長編小説を中心に、中短編小説・コラムなどを発表しています。

残された日々 ・ 小さな小さな物語 ( 1144 )

2019-05-30 14:49:36 | 小さな小さな物語 第二十部
早いもので、はや十二月に入りました。
毎年のように感じ、当ブログにも何回か書いたような記憶がありますが、十二月への月替わりは、他の月とは少し違うような気がします。もちろん、十二月から一月へと移るのは、気持ちの変化としてはさらに大きいように思いますが、新年を迎えるのは、何だかんだと言いながらも明るさのようなものが伴っているものですが、十二月を迎えるのは、少々切なさを引きずっているような気がするのです。

年齢を重ねるにつけて、一年が経つのが早く感じると言いますが、ある人に言わせれば、それには理由があって、一年は同じ時間を刻んでいるとしても、二十歳の人の一年は、生きてきた分の1/20にあたりますが、六十歳の人にとっての一年は1/60の長さに過ぎないので、年齢とともに一年が短く感じるのは当然なのだそうです。
この計算式が正しいのかどうかは、数学者なら証明できるのか脳学者なら証明できるのか知らないのですが、経験者の多くは感じている現象のようです。
いずれにしても、古来十二月は忙しい月とされているようです。十二月の異称として「師走」という呼び方は今も使われますが、ふだん天地が裂けても微動だにしないほどの坊さんでさえ走り出すので「師走」という名がつけられたとされています。

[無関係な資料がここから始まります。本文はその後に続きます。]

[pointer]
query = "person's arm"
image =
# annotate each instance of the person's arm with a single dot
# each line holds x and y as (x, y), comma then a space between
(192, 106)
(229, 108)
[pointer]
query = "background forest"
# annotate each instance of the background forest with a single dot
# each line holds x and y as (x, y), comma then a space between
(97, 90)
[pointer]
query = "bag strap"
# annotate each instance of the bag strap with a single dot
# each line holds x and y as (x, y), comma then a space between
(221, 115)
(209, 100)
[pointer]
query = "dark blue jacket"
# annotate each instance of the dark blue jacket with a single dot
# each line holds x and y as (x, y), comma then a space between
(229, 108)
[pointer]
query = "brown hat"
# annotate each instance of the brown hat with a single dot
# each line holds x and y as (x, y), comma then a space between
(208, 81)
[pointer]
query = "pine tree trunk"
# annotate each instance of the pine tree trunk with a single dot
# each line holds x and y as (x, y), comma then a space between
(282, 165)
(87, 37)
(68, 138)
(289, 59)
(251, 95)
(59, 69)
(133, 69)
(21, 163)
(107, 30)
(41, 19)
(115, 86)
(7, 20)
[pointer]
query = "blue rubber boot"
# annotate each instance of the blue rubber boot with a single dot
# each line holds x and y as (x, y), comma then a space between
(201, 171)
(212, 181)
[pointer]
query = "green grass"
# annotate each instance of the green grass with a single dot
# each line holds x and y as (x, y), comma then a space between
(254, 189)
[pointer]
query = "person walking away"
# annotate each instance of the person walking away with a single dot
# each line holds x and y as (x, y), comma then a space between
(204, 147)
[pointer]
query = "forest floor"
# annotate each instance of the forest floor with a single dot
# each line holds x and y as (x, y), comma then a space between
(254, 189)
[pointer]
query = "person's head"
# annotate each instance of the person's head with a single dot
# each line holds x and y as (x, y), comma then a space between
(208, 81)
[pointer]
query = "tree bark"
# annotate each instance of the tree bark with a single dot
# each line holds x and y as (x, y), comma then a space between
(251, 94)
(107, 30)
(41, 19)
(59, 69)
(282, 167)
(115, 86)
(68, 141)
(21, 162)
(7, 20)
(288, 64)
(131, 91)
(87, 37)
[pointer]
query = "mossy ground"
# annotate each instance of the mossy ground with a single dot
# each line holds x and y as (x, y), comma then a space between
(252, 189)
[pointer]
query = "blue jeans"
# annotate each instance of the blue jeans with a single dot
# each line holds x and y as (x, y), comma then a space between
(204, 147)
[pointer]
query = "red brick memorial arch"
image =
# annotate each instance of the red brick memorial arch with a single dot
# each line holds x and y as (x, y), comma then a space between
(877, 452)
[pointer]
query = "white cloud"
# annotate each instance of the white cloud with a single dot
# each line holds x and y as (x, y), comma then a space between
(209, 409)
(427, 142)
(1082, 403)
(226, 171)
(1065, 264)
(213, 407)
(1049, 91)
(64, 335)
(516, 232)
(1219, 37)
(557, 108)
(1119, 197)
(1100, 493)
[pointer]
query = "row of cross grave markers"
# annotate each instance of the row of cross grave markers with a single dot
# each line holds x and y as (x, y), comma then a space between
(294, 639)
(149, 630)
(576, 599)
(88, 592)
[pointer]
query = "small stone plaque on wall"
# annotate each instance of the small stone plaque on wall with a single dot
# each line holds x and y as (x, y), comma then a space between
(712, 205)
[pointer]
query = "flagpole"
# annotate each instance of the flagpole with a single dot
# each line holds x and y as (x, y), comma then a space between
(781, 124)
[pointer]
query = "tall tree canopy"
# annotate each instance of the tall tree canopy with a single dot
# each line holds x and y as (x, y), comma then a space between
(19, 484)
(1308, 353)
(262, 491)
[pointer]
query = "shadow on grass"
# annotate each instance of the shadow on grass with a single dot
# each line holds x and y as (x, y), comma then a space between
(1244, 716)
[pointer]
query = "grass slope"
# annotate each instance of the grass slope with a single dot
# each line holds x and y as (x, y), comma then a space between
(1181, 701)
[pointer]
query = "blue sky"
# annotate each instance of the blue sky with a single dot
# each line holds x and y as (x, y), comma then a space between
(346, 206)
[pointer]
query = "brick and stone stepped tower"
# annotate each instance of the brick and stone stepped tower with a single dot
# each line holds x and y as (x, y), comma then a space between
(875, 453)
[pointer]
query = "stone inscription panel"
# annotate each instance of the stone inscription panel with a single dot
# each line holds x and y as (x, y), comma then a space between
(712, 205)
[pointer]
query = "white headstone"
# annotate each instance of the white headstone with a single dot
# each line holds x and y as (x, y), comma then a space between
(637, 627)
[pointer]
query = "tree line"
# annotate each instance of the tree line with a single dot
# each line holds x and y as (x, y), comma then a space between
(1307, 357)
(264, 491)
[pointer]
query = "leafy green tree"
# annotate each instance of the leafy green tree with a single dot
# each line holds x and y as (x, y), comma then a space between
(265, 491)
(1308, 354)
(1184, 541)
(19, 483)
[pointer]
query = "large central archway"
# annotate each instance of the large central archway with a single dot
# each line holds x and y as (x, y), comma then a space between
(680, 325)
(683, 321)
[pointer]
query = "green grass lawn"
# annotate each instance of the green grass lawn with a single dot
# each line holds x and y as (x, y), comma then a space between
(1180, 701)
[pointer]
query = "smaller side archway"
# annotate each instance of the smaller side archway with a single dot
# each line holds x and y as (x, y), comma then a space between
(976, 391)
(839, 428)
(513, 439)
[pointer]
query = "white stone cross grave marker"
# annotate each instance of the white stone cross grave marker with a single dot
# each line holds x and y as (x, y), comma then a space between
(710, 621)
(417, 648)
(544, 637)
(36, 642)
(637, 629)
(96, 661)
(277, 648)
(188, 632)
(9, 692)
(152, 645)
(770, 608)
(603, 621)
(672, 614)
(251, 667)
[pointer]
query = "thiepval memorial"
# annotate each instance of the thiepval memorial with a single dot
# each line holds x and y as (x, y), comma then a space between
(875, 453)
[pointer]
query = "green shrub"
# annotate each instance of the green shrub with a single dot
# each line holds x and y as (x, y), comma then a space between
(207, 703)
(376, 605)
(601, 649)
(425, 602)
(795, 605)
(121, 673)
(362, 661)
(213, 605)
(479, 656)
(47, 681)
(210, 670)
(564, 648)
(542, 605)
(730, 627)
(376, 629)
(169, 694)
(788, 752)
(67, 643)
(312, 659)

しかし、この説は、平安時代にまでも遡る古いものだそうですが、すでに当時でさえ、師走の正しい語源だと思われていなかったようなのです。
年が果てる「トシハツル」四季が果てる「シハツ」などといった言葉から転移したという説もあるようですが、やはり、「坊さまが走り出す」というのは、光景を描くだけでも微笑ましいですし、エピソードとしては秀逸のような気がします。
もっとも、十二月の異称は、「師走」だけでなく、「限月」「極月」「窮月」など何となく分かるものから、「弟月」「乙子月」など、ぜひ語源を尋ねて見たくなるようなものまで、二十や三十では終わらないほどの数あるようです。
しかも、月名の異称がたくさんあるのは十二月に限ったことではないようですから、私たちのご先祖たちは、感性の塊のような人に溢れていたのかもしれません。

いずれにしましても、今年も残すところひと月となりました。
これも、毎年のように思うことですが、残されたひと月を、「あとひと月しかない」と考えるのか、「まだひと月ある」と考えるかによって、気分はずいぶん変わったものになるように思うのです。
そう考えながら、私自身の今年を振り返ってみますと、「意味があったな」と思う日なんて一割もありません。残りの三百余日はいつの間にか過ぎ去ってしまったような日ばかりのように感じます。そう考えれば、残された日が三十日もあれば、相当意味ある時間を生み出すことが出来る可能性が残っているということになります。
まあ、こう大見えを切りながら、年末の頃になると、「まだ三日も残っているのだから、云々・・・」ということになるのでしょうね。そうとは分かっているのですが、あとひと月、気合を入れて行くとしますか。